リヤまわりにはパイプワークが駆使され個性的なバックシャン。ジェリ缶ホルダーにはハイリフトジャッキも固定できるようにしているが、ランクル80の背面タイヤのように開閉できる仕組みになっている。
また、運転席側はパイプ製のドアやガード類を装着。一方、時々ノーマルが恋しくなるからという理由で、助手席側はノーマルの姿を程よく残すというアシンメトリーなカスタムを実施している。
実車とラジコンを同期させる遊びゴコロを披露
“究極のリアル”への探求は尽きない。実車にラジコンを積めば、ラジコンにはミニカーを積む。愛車をカスタムしたらラジコンも。ラジコンが先に凹んだら実車も。徹底したこだわり。
装着したいランクルパーツは自分で作る
「個性が湧き出る感じにしたい」という想いから、パーツの自作にも積極的。例えばパイプドアはロッククローリング競技車のようなデザインだが、雨の侵入を防ぐカバーも製作。DIYのために溶接機とパイプベンダーも購入している。
“映える”ためのテクも抜かりなし
文頭の写真は、中島さんのアレンジでプロカメラマンが撮影したもの。実車と1/8スケールを同じ大きさで描写するのは難しいが、手際良く配置してSNS用に撮影。ちなみに仲間を集めてロッククローリングのラジコン競技も主催しているそうだ。
ランドクルーザー79 SPECIFICATIONS
□ホイール:ジムライン・タイプ2(16×8.0J)
□タイヤ:トーヨー・オープンカントリーM/T(315/75R)
□足まわり:ショックアブソーバ:プロコンプ、リーフスプリング:キープスラント
□エクステリア:純正オプション・フロントグリル&シュノーケル、ロックスライダー・ベッドラック、ワンオフ運転席側パイプドア+パイプフェンダー+コーナーガード+ジェリ缶ホルダー、T-MAX自作ウインチ
愛用の工具でロッククローラーをリアルに
描き出す中島流ハンドメイド術
製作に使用する道具は意外と少ない。ボディの材料となるアルミ板とそれをカットする道具、プレスラインを作る棒など。実車の写真をスマホで確認しながらテンポ良く作成していく。写真はデリカD:5のボディ製作時の様子だ。

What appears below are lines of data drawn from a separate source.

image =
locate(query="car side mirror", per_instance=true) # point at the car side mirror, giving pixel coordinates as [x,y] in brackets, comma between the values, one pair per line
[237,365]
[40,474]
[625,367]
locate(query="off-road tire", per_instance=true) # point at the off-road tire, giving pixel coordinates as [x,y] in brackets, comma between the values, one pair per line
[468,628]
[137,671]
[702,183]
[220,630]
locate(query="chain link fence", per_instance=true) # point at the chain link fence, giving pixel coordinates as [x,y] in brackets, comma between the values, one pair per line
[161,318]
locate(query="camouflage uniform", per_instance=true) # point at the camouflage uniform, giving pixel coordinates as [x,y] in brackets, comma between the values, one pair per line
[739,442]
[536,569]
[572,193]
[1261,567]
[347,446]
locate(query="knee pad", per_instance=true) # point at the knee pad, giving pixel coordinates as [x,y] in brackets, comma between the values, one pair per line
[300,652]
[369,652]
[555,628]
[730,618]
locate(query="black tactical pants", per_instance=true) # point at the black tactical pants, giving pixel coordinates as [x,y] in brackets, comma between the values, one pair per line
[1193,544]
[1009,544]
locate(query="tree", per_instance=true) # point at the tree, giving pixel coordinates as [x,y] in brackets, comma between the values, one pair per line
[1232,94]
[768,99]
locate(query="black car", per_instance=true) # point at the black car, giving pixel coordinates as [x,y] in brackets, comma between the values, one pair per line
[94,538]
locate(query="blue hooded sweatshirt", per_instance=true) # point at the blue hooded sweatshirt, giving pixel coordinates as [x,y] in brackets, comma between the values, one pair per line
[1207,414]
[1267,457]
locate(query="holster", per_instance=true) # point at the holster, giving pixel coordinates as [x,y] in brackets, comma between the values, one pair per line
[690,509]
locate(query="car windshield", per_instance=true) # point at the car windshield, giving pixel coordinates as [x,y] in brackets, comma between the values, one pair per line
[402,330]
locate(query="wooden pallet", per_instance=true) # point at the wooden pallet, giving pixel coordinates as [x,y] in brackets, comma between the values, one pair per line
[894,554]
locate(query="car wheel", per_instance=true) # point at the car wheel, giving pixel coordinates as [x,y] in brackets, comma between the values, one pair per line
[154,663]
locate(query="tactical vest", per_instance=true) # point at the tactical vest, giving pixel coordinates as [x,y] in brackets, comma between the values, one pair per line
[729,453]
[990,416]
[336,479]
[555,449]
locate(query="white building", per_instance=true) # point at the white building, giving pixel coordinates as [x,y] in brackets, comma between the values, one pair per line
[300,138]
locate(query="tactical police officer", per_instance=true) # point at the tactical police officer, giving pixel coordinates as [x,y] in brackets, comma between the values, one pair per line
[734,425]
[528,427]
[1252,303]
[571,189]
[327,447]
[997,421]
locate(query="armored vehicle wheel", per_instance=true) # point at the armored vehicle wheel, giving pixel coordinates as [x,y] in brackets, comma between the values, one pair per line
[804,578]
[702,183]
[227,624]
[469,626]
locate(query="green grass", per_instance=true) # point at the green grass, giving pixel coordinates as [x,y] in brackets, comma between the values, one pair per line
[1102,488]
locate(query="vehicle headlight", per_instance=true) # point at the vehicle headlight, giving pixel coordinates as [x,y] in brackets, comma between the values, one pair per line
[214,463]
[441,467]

決して広いとは言えない工房にはガレージを再現したジオラマも設置され、奥のD21テラノは完成したばかりの作品で、まもなく依頼主の元へと旅立つ。FJクルーザーに乗っていたときに初めてフルオリジナルで製作した木製ボディ。中島サンがリアルを追及するキッカケになった作品だ。
自身の愛車も改造箇所を忠実に
目標は愛車のラジコンをもっと実車に近づけること。現在でも十分なクオリティだが、まだまだ納得していないと話す。今後はフレームや足まわりをよりリアルにする予定。
リアルな作品たち!
気になった車種はすぐ製作して遊ぶのが中島流。話題のランクル300は、デビューしてすぐに製作。三菱ジープは自身が憧れる車種のひとつだ。各車両の造形からプレスラインに至るまで忠実に再現され、まるで実車が本当に河原を走っているように見える。